Dalla cattedrale al museo diocesano, dalla casa natale di Antonio Gramsci al museo del giocattolo
il museo del giocattolo nella frazione di zeppara
Il museo del giocattolo nella frazione di Zeppara

"Anche quest'anno abbiamo deciso di aderire all'iniziativa, visti gli importanti risultati dello scorso anno. È un'ottima vetrina per il nostro territorio e una grande opportunità anche per i nostri studenti, che avranno modo di studiare e conoscere il nostro patrimonio storico-culturale, del quale diventeranno poi ambasciatori, illustrando ai visitatori i nostri siti".
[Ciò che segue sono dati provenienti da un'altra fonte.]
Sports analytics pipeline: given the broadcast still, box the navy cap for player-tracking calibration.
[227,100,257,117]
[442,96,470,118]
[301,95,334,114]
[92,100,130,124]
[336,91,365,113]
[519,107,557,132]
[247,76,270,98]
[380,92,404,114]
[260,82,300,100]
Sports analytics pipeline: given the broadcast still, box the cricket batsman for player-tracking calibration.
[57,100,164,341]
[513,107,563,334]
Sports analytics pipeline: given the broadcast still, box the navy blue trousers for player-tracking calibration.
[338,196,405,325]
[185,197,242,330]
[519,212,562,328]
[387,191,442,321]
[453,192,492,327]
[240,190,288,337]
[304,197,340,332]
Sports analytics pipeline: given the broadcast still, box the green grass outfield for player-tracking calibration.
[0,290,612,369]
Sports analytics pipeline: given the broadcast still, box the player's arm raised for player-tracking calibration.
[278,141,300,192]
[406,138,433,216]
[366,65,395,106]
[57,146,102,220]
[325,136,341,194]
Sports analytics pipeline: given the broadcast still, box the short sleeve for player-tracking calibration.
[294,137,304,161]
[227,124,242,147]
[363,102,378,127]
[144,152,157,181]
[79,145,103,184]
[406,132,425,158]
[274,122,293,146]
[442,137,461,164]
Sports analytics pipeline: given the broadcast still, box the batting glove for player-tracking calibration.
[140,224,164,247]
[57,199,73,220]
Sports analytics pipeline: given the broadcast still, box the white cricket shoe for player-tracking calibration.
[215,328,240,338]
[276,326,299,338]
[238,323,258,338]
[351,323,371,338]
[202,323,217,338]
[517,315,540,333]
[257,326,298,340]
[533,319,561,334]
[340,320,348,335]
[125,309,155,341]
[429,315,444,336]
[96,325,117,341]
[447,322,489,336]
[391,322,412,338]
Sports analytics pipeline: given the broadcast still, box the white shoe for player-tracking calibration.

Così l'assessore alla cultura di Ales, Niccolò Muscas, ha motivato l'adesione dell'amministrazione alla nuova edizione della rassegna itinerante "Monumenti Aperti". Lo ha deciso la Giunta presieduta dal sindaco Francesco Mereu, che ha stanziato tremila euro per l'organizzazione della manifestazione insieme all'associazione culturale "Imago Mundi".

I siti coinvolti saranno la cattedrale, chiesa di Santa Maria e San Simeone, museo diocesano dell'arte sacra, l'archivio diocesano, la casa natale di Antonio Gramsci, le piazze Gramsci e l'Albero del Riccio e il museo del giocattolo tradizionale della Sardegna nella frazione di Zeppara.

"Non mancheranno iniziative collaterali come mostre, spettacoli e cibo", ha chiuso Muscas, "importante anche il contributo dell'assessore alla pubblica istruzione Lino Trudu, che si sta interfacciando con l'istituto comprensivo di Ales".